$1.8 million grant funds study of 'smart' tech in senior living
Shelly Fritz, Ph.D.
A new $1.77 million study of “smart” technology has the potential to improve retirement community residents' quality of life by extending their ability to remain independent and age in place, according to researchers. Caregiver burden could be lessened, too.
The five-year grant from the National Institute on Nursing Research to Washington State University will allow researchers to study of how the technology can help monitor health and safety and enable real-time assessment and interventions for retirement community residents and other older adults.
The funds will continue the work that Roschelle “Shelly” Fritz, Ph.D., an assistant professor in the WSU College of Nursing in Vancouver, WA, began during a pilot project at Touchmark on South Hill, a retirement community in Spokane, WA.
At the community, Fritz has deployed five health-assistive smart homes with support from the Touchmark Foundation. She is evaluating the clinical relevance of raw data collected by the sensors to see whether intelligent algorithms can be trained to detect health changes in older adults who have multiple chronic conditions.

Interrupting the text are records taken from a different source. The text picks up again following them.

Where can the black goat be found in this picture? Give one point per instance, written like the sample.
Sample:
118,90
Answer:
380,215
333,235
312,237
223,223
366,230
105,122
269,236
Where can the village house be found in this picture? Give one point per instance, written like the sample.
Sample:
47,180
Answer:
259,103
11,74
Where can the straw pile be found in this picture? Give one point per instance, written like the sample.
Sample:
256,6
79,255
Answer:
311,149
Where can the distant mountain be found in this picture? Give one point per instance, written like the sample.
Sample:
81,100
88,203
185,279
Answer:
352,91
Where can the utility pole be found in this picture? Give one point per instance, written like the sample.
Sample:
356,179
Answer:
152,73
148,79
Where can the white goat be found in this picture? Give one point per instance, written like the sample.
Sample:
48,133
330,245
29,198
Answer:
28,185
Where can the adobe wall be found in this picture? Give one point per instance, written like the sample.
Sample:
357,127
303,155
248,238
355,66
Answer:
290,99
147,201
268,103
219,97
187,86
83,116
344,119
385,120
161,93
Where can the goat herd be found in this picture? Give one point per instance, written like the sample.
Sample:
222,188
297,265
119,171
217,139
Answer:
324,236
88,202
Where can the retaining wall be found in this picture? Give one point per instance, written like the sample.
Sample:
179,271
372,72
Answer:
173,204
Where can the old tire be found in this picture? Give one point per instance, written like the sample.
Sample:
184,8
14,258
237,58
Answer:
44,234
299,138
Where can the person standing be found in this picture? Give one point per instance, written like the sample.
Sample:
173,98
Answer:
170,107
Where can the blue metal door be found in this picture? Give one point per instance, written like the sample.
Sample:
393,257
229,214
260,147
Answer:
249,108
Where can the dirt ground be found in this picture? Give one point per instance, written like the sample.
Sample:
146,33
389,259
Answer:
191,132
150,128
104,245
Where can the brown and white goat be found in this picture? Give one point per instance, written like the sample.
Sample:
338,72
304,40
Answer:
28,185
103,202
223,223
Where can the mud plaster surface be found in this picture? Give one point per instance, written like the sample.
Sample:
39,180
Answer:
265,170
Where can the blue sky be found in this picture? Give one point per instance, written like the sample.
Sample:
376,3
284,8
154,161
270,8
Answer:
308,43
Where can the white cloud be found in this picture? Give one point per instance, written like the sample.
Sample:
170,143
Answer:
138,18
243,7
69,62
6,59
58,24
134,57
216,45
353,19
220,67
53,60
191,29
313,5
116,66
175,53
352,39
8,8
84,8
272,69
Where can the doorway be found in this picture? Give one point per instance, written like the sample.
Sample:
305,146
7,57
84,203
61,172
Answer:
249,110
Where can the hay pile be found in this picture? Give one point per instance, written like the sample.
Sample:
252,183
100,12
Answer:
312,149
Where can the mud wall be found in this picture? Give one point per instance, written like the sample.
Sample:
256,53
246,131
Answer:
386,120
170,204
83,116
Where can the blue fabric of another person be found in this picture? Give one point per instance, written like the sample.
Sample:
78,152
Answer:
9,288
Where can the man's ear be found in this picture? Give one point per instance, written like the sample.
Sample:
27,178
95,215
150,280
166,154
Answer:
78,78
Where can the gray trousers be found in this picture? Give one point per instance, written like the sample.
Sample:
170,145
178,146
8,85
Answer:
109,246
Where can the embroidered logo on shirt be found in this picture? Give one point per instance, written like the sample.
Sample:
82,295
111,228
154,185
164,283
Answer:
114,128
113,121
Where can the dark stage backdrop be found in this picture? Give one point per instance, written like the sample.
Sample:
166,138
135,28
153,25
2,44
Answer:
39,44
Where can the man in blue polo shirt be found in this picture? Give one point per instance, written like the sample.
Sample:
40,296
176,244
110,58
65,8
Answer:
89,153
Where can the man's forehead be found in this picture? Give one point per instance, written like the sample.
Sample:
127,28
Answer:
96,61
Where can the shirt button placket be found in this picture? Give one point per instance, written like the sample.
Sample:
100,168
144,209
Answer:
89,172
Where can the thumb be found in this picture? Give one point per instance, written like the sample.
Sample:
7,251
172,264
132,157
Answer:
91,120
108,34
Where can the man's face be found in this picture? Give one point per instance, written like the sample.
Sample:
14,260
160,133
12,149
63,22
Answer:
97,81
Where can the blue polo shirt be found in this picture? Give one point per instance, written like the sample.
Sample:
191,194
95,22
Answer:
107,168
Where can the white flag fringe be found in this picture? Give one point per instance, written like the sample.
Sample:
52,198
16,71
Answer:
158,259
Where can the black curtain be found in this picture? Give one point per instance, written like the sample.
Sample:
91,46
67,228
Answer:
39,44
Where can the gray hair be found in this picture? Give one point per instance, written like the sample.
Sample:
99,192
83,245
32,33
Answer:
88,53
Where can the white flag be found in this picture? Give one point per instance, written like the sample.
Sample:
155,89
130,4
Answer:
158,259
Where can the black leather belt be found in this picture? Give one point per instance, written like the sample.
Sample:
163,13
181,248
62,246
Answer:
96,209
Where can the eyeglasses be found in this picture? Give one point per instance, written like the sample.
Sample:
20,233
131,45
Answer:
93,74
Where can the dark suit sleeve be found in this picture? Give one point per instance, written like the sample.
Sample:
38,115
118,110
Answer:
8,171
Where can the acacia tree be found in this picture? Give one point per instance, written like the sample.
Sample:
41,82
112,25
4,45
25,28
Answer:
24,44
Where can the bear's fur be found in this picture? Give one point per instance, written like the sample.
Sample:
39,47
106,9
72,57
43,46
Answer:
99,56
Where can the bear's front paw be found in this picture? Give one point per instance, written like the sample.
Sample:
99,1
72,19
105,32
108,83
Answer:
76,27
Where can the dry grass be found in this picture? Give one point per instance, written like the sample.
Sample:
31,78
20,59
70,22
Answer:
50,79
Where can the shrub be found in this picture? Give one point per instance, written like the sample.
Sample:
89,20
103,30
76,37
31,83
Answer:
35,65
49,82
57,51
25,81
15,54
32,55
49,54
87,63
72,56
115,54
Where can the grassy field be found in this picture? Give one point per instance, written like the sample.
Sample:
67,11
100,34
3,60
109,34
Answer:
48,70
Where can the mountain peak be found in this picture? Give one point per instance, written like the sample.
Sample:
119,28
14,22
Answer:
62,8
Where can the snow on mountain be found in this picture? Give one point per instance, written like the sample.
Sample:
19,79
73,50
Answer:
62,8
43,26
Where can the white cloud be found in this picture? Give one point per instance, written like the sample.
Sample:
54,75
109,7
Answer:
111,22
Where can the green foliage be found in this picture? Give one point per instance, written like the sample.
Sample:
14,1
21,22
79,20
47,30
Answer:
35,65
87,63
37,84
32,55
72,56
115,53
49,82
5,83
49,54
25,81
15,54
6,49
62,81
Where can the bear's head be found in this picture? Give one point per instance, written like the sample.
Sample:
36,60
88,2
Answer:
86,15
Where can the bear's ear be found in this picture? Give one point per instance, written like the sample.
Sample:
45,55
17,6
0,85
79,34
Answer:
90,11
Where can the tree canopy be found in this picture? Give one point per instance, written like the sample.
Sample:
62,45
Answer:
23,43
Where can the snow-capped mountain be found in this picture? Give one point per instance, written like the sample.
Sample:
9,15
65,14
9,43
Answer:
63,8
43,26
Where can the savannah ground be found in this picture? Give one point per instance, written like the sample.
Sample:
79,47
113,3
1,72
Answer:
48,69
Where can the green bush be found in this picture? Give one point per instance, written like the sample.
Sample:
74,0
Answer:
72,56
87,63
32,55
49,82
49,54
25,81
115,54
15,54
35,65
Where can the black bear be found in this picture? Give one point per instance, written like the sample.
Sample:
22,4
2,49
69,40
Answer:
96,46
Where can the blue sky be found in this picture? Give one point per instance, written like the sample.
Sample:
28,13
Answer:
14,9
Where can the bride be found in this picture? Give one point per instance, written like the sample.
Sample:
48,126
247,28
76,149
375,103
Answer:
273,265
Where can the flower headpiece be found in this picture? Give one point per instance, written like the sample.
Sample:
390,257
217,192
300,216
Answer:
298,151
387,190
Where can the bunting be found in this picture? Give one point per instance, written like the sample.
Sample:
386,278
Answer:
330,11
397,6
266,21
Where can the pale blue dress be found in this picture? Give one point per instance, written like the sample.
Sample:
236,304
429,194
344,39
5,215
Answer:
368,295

In addition to Fritz, also working under the grant are Diane Cook, Ph.D., holder of the Huie-Rogers Chair Professor in the WSU School of Electrical Engineering and Computer Science, and Maureen Schmitter-Edgecombe, Ph.D., the Herbert L. Eastlick Professor in the College of Arts and Sciences' Department of Psychology.
The study also builds on Cook and Schmitter-Edgecombe's work in developing a health-assistive smart home that uses intelligent algorithms capable of detecting and labeling more than 40 activities of daily living and behavior patterns for older adults with more than 98% accuracy.
Under the new funds, the three researchers will design and pilot test smart-home technology to automatically identify health events for adults with chronic conditions. As sensors record information, a healthcare professional will identify data that are relevant to a person's health and safety. Then engineers will create computer algorithms to recognize meaningful behavioral patterns.
For example, according to the university, a sensor might detect motion in a person's kitchen around the same time each night that the person gets a glass of water before bed; the clinician would flag that pattern as important, and the engineer would create an algorithm to trigger an automatic alert to caregivers in the absence of that motion.